Driving all performance management strategies is a recognition that workers are some of the most powerful assets a company has. Businesses depend on their employees to achieve goals, meet deadlines, uphold quality and satisfy customers. Team members are often the face of the company, manning the front lines while interacting with consumers. Therefore, it’s important for leaders to be able to bring out the best in their workers and formulate strategies that keep talent in-house.
Unfortunately, many talent management strategies fall short. For example, managers may try to listen to their workers’ concerns by issuing employee engagement surveys, but they don’t carry out the right responses to the results. Whether supervisors are trying to encourage greater dialog and collaboration, motivate their teams to reach high goals or energise their workers through a more positive company culture, it’s the action that comes after surveys that really counts. And these initiatives should be focused on empowering employees.
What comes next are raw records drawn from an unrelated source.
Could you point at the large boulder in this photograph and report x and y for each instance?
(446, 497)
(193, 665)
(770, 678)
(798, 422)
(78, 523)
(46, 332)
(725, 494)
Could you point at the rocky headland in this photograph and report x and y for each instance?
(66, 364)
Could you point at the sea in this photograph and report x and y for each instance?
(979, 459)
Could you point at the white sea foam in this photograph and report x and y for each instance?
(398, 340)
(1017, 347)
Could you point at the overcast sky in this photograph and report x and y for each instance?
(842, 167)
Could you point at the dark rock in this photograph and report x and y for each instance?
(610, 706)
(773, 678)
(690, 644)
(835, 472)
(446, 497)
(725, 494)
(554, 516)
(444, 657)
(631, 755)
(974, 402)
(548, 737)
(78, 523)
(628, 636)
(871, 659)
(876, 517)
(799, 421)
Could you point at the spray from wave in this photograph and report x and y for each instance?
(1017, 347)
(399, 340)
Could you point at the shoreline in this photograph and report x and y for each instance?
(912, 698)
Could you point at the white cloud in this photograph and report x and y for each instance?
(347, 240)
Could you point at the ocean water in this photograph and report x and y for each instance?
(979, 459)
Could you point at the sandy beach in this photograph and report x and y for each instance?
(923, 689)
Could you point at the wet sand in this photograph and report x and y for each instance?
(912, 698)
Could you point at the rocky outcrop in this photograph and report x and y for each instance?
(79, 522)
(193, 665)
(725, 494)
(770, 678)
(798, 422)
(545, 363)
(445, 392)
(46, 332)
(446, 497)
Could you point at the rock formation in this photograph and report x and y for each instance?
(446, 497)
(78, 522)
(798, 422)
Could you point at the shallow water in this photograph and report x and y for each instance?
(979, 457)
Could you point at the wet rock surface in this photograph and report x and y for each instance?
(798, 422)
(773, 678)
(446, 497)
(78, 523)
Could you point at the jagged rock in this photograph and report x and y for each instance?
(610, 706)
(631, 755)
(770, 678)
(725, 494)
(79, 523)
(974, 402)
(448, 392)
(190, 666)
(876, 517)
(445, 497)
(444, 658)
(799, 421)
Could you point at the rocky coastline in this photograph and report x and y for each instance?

What’s an empowered employee?
Management experts talk a lot about engaged workers, motivated teams and a whole slew of other ideal types. Shining the spotlight on empowering employees gives attention to whether workers have the resources, tools and environment they need to apply their own talents and act independently. The goal is to draw out the best each individual has to offer while also freeing up supervisors from needing to micromanage their teams. In other words, with the right information, training and opportunities, empowered employees have the capability and freedom to solve problems and complete their tasks with minimal supervision. Tie in the right employee culture, values-driven workplace and employee engagement, and workers will also be personally driven to take responsibility and perform well.
Josh Cohen, CEO and founder of The Junkluggers, an eco-friendly junk removal company based in New York City, explained in Forbes magazine how his company has found success by empowering its workers to take ownership and get things done their way. He advised focusing on the end-points and goals – not the specific methods or processes to get there – and then trusting employees to achieve results in ways that they think are best. Not only does this give team members the freedom to adapt processes based on their own strengths and working preferences, it also opens the door to greater innovation, problem-solving and creative thinking. Rather than treating workers as cogs in a wheel, this approach takes advantage of the collective brain power and varied ways of thinking within the organisation.
Workers need resources, not micromanaging
To empower their employees, managers should focus on the tools and knowledge workers need to do their jobs. Giving team members greater insights into the way the company runs, its goals and its status in terms of successes and company culture can make workers feel like valued parts of the community and invite them to contribute to making the organisation better. That’s why it can be helpful to share the results of an employee engagement survey with workers, for example, so they can be partners in expanding on strengths or addressing issues.
Business Management Daily emphasised that empowered workers can be excellent decision-makers, but they need to be fueled by information and tools to get their jobs done well. The source advised giving workers more responsibility and encouraging them to take ownership, but also noted that this autonomy should be accompanied by knowledge to fully inform their choices, support and guidance from management through regular check-ins and an environment of open communication so they feel that they can ask questions or express concerns whenever these arise.
By empowering their workforce, companies can capitalise on talented employees, validating them for their contributions and helping them to feel more invested in their jobs.